Saqqara è una delle necropoli più importanti e ricche d’Egitto. La necropoli di Saqqara si trova a circa 20 km a sud dell’altopiano di Giza. Era il cimitero di Memphis, la prima capitale dell’Egitto Unito nel 3200 a.C. La necropoli di Saqqara è una vasta area che si estende per circa 22 km da nord a sud e per circa 7 km da est a ovest.
Il nome moderno Saqqara o Sakkara deriva probabilmente dal nome del dio Sokar della morte nell’antico Egitto. La storia di Saqqara è molto profonda e risale alla I dinastia (3200 a.C.). Questa necropoli ospitava le sepolture a mastaba di funzionari e dignitari di Menfi durante la I e la II dinastia.

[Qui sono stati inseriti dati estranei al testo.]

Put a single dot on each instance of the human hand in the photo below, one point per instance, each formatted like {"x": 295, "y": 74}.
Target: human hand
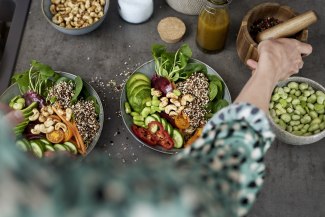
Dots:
{"x": 13, "y": 117}
{"x": 280, "y": 58}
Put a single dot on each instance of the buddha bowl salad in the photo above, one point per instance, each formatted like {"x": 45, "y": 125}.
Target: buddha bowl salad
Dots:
{"x": 59, "y": 113}
{"x": 171, "y": 108}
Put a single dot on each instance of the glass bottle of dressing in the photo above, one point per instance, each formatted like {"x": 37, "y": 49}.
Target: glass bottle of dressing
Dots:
{"x": 213, "y": 26}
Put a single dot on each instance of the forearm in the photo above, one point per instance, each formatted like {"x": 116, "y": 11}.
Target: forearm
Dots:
{"x": 258, "y": 89}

Saqqara raggiunse il suo apogeo durante la III dinastia, quando il re Djoser costruì il magnifico complesso della piramide a gradoni. Mentre perse importanza durante la IV dinastia, quando il faraone Senferu costruì le sue piramidi a Meidum e Dahshur. Poi, sull’altopiano di Giza furono costruite le Grandi Piramidi di Khufu, Chefren e Menkaure.
Medio Regno Saqqara
I re della V e VI dinastia tornarono a Saqqara per costruire le loro piramidi. Ancora una volta i re del Medio Regno abbandonarono Saqqara e costruirono le loro piramidi a Dahshur e Lahun. Nel frattempo, i re del Nuovo Regno scavarono le loro tombe nella montagna della Valle dei Re a Luxor. Saqqara veniva utilizzato dai funzionari e dall’élite per costruire le loro mastabe. Veniva utilizzato anche per costruire tombe per il Toro Apis. Il Toro Apis era il toro sacro di Ptah, il dio di Menfi. Fu nuovamente abbandonato durante il periodo tolemaico e riutilizzato dai copti durante il periodo romano. A Saqqara venne costruito un grande monastero dedicato a San Geremia.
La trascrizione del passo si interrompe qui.